The MARVEL 2 study evaluated 75 patients with a Micra TPS at 12 centers in Hong Kong, Malaysia, Europe, and the United States. Investigators evaluated the safety and effectiveness of accelerometer-based atrial sensing algorithms, which were downloaded to the Micra TPS device. Forty patients had complete heart block and normal sinus rhythm and were eligible for inclusion in the primary efficacy analysis while all 75 patients were included in the primary safety objective. Investigators evaluated the ability of the Micra accelerometer to monitor and detect atrial contractions and enable coordinated pacing between the atrium and ventricle, thereby providing AV synchrony.
Using continuous device telemetry and an electrocardiogram Holter monitor, patients’ AV synchrony was measured during 20 minutes of rest and during single-chamber ventricular (VVI) pacing. The study’s primary efficacy objective was met, with a significantly greater percentage of complete heart block patients with normal sinus rhythm having >70% AV synchrony during algorithm-mediated AV synchronous pacing (38 of 40 patients, 95%) than VVI pacing (0 patients, P<0.001 for proportion of patients with >70% synchrony). The median percent AV synchrony was 94.3% during AV synchronous pacing compared to 26.9% during VVI pacing.

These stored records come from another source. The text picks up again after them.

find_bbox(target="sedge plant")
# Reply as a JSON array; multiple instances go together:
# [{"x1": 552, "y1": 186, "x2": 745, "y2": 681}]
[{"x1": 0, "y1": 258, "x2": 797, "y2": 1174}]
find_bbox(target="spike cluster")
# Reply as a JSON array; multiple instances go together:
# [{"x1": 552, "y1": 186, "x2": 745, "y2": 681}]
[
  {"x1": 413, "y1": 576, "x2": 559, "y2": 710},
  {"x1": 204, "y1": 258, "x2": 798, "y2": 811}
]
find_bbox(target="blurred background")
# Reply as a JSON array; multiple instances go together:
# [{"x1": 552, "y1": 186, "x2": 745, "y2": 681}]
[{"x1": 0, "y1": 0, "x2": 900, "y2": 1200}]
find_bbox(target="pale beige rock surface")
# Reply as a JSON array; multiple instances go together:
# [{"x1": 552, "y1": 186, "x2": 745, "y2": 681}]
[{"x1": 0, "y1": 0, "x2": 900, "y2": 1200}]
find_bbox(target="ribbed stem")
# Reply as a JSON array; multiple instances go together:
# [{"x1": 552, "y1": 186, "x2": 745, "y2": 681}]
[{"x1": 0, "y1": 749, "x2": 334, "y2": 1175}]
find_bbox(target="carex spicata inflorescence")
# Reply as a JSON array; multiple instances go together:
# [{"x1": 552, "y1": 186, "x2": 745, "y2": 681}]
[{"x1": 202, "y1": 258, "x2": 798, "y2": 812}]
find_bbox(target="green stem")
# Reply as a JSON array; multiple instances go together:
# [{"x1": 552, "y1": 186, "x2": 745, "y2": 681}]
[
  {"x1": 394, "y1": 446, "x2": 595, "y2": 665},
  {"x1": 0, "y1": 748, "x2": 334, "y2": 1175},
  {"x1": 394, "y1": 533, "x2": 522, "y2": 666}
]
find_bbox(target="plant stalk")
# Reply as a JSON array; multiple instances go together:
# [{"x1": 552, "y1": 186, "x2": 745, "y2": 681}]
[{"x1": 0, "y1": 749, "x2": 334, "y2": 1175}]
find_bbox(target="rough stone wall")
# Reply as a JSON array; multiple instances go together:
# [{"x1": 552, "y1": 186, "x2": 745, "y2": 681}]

In addition, blood flow from the left ventricle (velocity time integral, a proxy for stroke volume), increased by 1.7 cm (on an absolute scale, 95% CI: 0.7-2.7cm, P=0.002; or 8.8% on a relative scale) during AV synchronous pacing compared with single-chamber ventricular pacing mode in patients with normal sinus rhythm with complete heart block.
The study’s primary safety objective was met, with no pauses or episodes of pacing-induced tachycardia reported during algorithm mediated AV synchronous pacing in any of the 75 patients.
“The results of MARVEL 2 build on the original promising MARVEL results and provide the strongest evidence to date that accelerometer-based atrial sensing with the Micra leadless pacemaker has the potential to provide improved AV synchrony in AV block patients, who make up approximately 40% of the pacemaker population worldwide,” said Rob Kowal, MD, PhD, chief medical officer, vice president of medical affairs in the Cardiac Rhythm and Heart Failure division, which is part of the Cardiac and Vascular Group at Medtronic.